At first glance, Patrick Osgood thought a large dog was loose in his backyard when he saw a furry creature strolling across the grass.
But upon further inspection, the California resident quickly realized it wasn't a canine at all — it was a big cat, a mountain lion to be exact.
"It poked it's head up. I said, 'My God, that's not a dog. That's a mountain lion,'" Osgood recalled to FOX40. "And it was in no rush whatsoever ... just sauntering along."
Osgood immediately grabbed his phone and started capturing photos and video of the large mountain lion from inside his home. The Jackson resident said a lot of wild animals pass by his house, but none of those wildlife encounters compared to this.
"Yeah, it was just amazing to me that he was right there where we hang out on a daily basis," he told the news station.
"Yeah, it was just amazing to me that he was right there where we hang out on a daily basis."
Unfortunately, Osgood said it appears the hungry mountain lion attacked his neighbors' outdoor cat while they were on vacation.
"When they got back last night they found a pool of blood and the cat was gone," he said, adding that he's now a "little skittish" given the "close call" with the large creature.
The Amador County Sheriff's Department is aware of the reported big cat sighting and urged locals to keep an eye out.
Mountain lions are classified as a "specially protected species" in California. However, there are strong populations of the big cats in The Golden State, according to the California Department of Fish and Wildlife (DFW). More than half of the state is "mountain lion habitat," the California DFW says.

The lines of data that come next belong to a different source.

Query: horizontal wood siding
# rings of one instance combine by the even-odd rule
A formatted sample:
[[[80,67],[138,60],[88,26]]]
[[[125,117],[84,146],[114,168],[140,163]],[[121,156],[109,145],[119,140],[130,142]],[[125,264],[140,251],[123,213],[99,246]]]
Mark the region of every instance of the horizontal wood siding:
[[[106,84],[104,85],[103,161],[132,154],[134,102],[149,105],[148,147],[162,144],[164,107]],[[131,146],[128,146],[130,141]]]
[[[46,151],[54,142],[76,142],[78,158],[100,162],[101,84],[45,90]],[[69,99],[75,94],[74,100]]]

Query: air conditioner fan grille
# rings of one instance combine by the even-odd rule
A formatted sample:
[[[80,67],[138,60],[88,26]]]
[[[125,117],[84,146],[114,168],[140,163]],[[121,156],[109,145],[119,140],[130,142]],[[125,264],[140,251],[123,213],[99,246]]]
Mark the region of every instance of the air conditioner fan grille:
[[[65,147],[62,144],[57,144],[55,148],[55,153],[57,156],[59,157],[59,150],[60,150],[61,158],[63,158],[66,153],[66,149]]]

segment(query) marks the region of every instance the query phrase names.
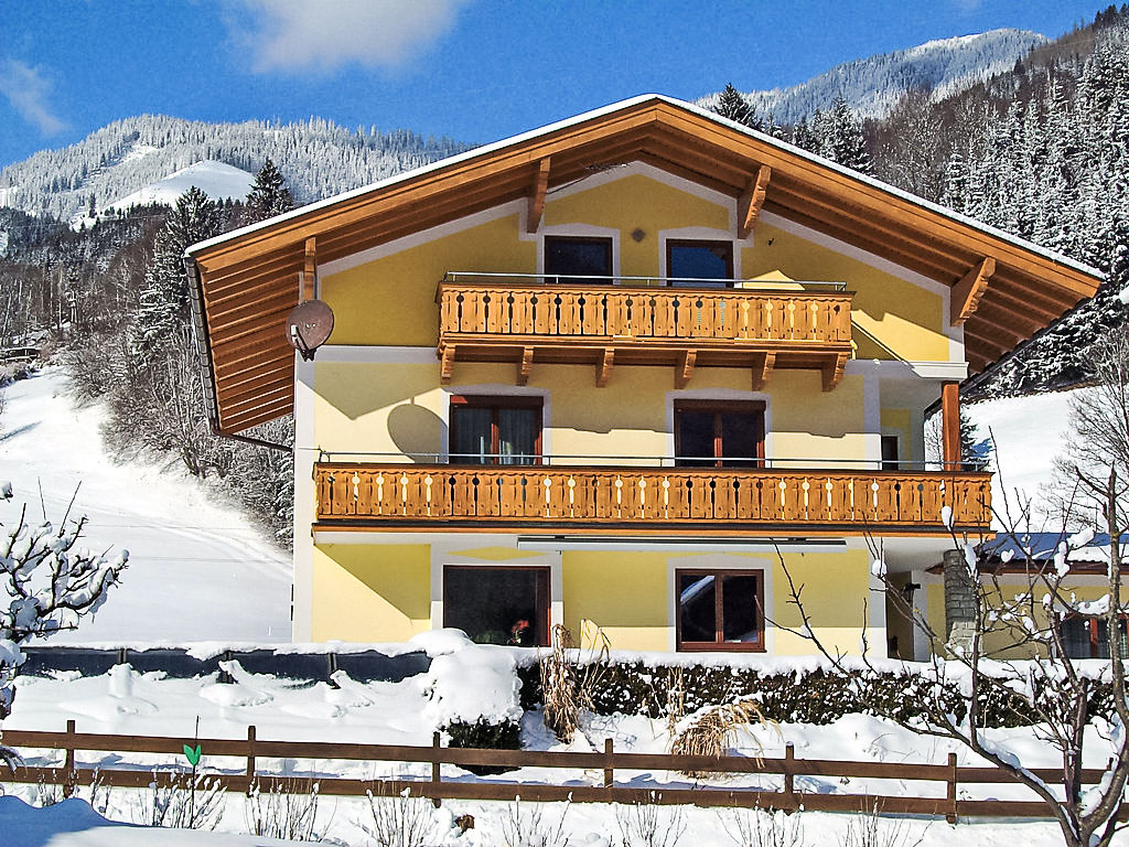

"Mountain lion studies over the last 30 years have estimated population densities for different habitat types around the state. These density estimates varied from zero to 10 lions per 100 square miles, and were simply expanded to the total amount of each habitat type available," the agency explains on its website.
While Osgood said it was "awesome" to see the wild animal up close, he hopes it doesn't come around a second time.